The painted chevron rug was a bit daunting, though feasible with a steady hand and patience. It took me a few days to complete; I would suggest breaking the tasks up over the course of a weekend.
I bought the 4’7” x 6’7” Erslev rug from Ikea for under $40. It was the perfect fit for my space, but you can always buy a larger rug for a bigger room, or a smaller rug for an accent piece. Since it was rolled up, I unrolled the rug and let it lay for a few days to loosen any kinks. Before I began taping the rug, I also vacuumed it to remove any lint.
In the meantime, I measured the dimensions of the rug to determine the size of my template. I wanted a large chevron pattern, so I measured the width of the rug then divided that by two (I only wanted two full zig-zags).
Using a cardboard box, I sketched a template based on my measurements. I used a protractor to measure the interior angle, but seeing as I didn’t ace geometry in high school (and typically skipped any problems that involved “math tools”), my cutout was not precise.
I didn’t have a big enough piece of cardboard, so instead, I re-cut two symmetrical parallelograms out and taped them together.
If done correctly, your template should be exactly ½ of the width of the rug, if you want two full zig-zags.
I then began taping the design, “tracing” the template with the tape, and making sure that I had sharp corners where the tape met.
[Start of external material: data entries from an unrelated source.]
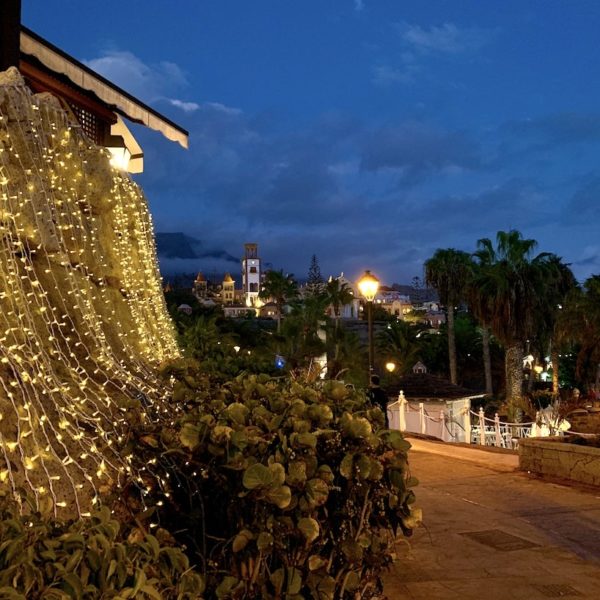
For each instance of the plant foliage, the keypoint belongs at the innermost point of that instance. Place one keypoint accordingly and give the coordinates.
(41, 558)
(279, 489)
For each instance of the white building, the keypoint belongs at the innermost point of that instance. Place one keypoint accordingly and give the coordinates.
(251, 274)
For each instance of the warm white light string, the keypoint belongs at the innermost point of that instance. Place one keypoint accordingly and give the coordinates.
(81, 305)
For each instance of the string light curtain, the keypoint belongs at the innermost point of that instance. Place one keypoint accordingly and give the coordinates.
(83, 323)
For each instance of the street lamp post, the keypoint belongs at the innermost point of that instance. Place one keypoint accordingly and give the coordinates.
(368, 285)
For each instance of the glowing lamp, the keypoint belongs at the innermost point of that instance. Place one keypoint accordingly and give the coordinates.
(119, 154)
(368, 285)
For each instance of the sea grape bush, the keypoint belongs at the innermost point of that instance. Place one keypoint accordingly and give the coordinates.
(92, 558)
(278, 489)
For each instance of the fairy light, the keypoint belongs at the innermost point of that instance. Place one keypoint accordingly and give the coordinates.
(83, 322)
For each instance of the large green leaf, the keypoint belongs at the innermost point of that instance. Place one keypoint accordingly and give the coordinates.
(310, 528)
(264, 541)
(316, 492)
(257, 476)
(278, 473)
(189, 435)
(296, 475)
(238, 413)
(280, 496)
(241, 540)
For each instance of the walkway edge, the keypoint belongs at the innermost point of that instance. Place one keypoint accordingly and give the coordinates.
(492, 460)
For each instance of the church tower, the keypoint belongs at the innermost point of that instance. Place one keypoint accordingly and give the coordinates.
(228, 289)
(251, 275)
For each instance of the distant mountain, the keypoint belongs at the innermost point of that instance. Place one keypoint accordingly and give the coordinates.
(422, 294)
(180, 245)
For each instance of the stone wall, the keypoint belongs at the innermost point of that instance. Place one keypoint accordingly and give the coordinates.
(554, 457)
(585, 420)
(83, 323)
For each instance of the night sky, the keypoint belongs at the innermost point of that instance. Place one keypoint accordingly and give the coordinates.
(367, 132)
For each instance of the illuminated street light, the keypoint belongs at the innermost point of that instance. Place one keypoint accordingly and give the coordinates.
(368, 285)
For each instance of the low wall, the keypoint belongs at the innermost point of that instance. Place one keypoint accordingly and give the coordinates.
(556, 458)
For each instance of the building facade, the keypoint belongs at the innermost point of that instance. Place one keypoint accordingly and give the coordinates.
(251, 274)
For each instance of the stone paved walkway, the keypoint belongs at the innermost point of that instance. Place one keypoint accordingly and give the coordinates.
(492, 533)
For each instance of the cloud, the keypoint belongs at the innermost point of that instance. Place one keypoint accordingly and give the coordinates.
(386, 75)
(444, 39)
(150, 83)
(184, 106)
(421, 45)
(415, 150)
(559, 128)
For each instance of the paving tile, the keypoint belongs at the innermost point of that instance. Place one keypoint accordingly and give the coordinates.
(497, 536)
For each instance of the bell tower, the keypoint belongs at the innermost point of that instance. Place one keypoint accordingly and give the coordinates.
(251, 274)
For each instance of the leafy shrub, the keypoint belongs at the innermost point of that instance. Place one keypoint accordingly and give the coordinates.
(281, 490)
(88, 559)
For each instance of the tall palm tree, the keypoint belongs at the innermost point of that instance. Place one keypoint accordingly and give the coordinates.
(339, 295)
(579, 324)
(448, 272)
(398, 341)
(509, 288)
(483, 258)
(548, 315)
(279, 288)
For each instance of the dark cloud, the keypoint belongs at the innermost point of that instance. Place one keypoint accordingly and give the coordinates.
(584, 205)
(416, 150)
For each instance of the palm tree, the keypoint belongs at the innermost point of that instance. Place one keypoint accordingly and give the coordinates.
(279, 288)
(482, 258)
(399, 342)
(339, 295)
(509, 288)
(549, 335)
(579, 324)
(448, 272)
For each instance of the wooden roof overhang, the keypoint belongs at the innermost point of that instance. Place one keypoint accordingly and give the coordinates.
(48, 68)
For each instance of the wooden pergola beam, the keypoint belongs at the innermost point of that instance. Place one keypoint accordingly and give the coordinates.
(10, 29)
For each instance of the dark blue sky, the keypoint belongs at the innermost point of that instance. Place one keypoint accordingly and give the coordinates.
(368, 132)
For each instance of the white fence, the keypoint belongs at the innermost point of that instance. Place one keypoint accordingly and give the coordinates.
(461, 424)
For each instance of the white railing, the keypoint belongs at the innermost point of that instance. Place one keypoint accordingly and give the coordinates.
(434, 421)
(498, 433)
(485, 431)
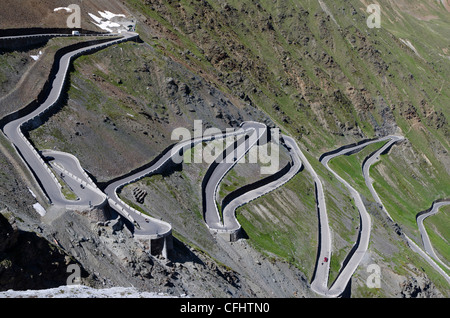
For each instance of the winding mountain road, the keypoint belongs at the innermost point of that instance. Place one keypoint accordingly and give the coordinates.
(250, 134)
(423, 232)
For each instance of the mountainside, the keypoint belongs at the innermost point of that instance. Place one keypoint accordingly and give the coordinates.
(312, 68)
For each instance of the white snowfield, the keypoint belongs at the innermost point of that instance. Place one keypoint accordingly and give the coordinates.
(80, 291)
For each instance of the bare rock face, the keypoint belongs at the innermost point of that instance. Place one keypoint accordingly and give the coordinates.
(29, 261)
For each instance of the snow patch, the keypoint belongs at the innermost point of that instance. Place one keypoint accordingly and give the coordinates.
(36, 57)
(80, 291)
(109, 21)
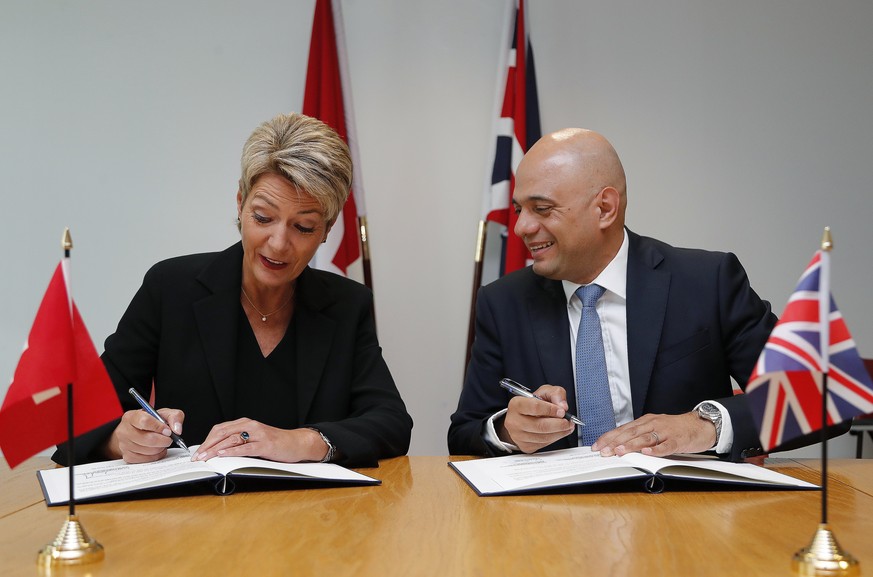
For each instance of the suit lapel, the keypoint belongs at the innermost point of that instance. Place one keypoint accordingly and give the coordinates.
(551, 329)
(315, 333)
(217, 317)
(647, 293)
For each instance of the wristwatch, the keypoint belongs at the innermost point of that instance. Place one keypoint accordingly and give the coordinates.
(331, 450)
(710, 412)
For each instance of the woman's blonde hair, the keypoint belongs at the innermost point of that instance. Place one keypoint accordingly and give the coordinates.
(304, 150)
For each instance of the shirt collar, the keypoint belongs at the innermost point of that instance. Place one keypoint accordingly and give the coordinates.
(613, 278)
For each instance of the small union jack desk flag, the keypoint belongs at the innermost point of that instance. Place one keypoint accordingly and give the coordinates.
(785, 388)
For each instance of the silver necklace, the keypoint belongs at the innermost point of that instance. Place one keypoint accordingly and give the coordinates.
(264, 316)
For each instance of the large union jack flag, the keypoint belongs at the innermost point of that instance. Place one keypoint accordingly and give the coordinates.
(517, 129)
(785, 389)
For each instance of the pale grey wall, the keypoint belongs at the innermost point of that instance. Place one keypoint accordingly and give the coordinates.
(743, 126)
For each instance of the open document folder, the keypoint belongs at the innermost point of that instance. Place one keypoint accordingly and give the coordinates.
(580, 466)
(111, 478)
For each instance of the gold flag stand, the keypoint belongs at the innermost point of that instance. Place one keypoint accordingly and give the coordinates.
(824, 556)
(72, 546)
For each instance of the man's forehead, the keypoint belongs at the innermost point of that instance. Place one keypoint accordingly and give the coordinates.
(527, 198)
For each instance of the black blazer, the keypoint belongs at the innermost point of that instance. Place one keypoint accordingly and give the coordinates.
(180, 331)
(693, 322)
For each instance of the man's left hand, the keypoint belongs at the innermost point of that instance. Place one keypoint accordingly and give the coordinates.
(659, 436)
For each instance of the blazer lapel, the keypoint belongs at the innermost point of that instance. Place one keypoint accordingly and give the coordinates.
(551, 331)
(217, 317)
(315, 333)
(647, 292)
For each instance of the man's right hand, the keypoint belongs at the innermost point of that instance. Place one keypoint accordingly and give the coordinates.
(531, 424)
(141, 438)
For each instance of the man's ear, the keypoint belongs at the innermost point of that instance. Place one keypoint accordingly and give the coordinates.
(610, 201)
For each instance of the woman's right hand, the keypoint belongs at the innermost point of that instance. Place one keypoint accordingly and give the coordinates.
(141, 438)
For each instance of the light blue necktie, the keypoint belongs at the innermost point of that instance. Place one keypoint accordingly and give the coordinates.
(592, 385)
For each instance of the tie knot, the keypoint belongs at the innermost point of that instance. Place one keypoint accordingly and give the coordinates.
(590, 294)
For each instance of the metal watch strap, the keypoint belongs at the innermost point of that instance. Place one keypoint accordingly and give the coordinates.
(711, 413)
(331, 450)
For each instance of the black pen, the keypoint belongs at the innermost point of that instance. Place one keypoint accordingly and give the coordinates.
(148, 409)
(521, 391)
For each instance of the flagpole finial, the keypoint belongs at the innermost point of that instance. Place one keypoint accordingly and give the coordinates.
(67, 240)
(827, 243)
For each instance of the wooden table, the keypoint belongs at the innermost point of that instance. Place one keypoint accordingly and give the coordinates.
(424, 520)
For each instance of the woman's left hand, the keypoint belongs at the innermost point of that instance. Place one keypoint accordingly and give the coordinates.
(248, 438)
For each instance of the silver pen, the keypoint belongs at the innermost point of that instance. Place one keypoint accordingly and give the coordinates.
(148, 409)
(520, 390)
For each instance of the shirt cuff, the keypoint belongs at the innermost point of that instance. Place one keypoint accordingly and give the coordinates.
(490, 435)
(726, 439)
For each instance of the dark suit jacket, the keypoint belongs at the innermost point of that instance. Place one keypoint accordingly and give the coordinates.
(181, 328)
(693, 322)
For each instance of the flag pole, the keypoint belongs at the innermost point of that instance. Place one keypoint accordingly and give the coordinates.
(824, 556)
(72, 546)
(478, 263)
(365, 251)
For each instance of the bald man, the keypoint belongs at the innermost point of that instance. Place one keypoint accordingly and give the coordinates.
(676, 324)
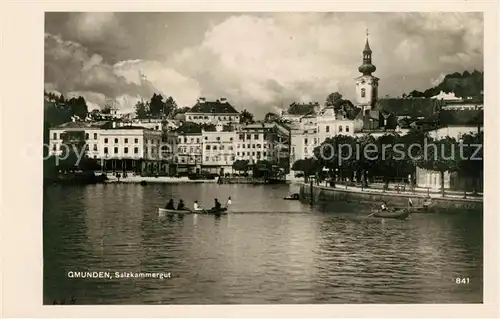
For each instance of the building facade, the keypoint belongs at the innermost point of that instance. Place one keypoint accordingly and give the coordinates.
(212, 112)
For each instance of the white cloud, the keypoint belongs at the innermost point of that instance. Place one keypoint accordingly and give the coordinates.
(259, 61)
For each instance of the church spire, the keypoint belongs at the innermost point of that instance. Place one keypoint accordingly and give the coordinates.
(367, 68)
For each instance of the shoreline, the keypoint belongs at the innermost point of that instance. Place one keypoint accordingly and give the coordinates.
(327, 195)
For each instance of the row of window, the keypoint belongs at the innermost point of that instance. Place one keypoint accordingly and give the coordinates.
(248, 153)
(340, 129)
(192, 140)
(220, 147)
(249, 136)
(205, 117)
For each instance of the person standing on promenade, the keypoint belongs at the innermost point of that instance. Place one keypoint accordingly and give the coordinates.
(196, 207)
(170, 204)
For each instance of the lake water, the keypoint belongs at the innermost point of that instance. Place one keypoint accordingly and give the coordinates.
(267, 251)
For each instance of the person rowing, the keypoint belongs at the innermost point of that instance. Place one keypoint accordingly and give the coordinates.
(217, 205)
(181, 205)
(197, 207)
(383, 207)
(170, 204)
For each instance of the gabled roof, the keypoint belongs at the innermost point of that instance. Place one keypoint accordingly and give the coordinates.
(409, 107)
(189, 128)
(213, 107)
(82, 125)
(461, 117)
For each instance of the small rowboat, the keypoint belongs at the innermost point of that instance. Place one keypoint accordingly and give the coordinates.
(212, 211)
(399, 213)
(292, 197)
(164, 211)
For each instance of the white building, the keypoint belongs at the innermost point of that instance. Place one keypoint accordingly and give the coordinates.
(218, 150)
(120, 145)
(212, 112)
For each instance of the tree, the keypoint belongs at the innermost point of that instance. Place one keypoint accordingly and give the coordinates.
(334, 99)
(246, 117)
(240, 165)
(141, 109)
(470, 163)
(78, 106)
(156, 105)
(263, 168)
(441, 157)
(308, 166)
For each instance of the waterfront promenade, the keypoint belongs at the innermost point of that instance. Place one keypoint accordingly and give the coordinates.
(322, 194)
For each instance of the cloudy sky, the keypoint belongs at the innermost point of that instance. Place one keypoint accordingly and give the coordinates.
(259, 61)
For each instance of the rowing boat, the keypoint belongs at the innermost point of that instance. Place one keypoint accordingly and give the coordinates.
(212, 211)
(164, 211)
(294, 196)
(399, 213)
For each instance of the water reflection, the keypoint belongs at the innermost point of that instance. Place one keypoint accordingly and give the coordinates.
(268, 251)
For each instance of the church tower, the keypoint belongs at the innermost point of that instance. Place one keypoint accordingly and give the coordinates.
(367, 84)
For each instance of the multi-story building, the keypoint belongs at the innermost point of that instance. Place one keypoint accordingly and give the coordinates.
(212, 112)
(264, 141)
(186, 143)
(218, 149)
(115, 146)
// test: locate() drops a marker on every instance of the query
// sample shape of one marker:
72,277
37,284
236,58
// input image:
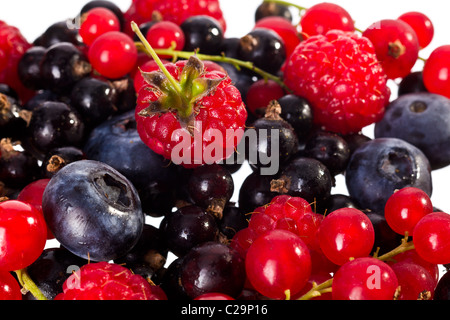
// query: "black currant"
211,187
264,48
330,149
187,227
297,111
29,68
276,141
62,66
94,100
13,118
212,267
57,158
268,9
53,125
306,178
202,33
232,221
148,255
255,192
17,166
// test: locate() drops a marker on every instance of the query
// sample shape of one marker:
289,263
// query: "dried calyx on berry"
179,96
I repeated this process until I had covered the entire rug.
To prevent the paint from bleeding and to create sharp lines, I used FrogTape (found in the painting section at any hardware store) to create my pattern. Before painting, I applied pressure to the tape to ensure that it was sticking to the fabric.
I bought a gallon of interior latex flat paint, but you’ll only need a half gallon of paint for this size rug.
After trying a few techniques, I discovered the most effective way to paint it was to alternate between a 1” and 2” paintbrush. I painted the majority of the zig-zag with the larger brush, then used the smaller brush to paint along the edges and to fill in the crevices.
The paint hardens as it dries, so I suggest not leaving any areas unpainted once you begin (it will look streaky if you paint over it after the paint has dried).
Once you have finished painting, let the rug dry in a cool place (preferably out of the sun). Carefully remove the tape when the paint has dried completely.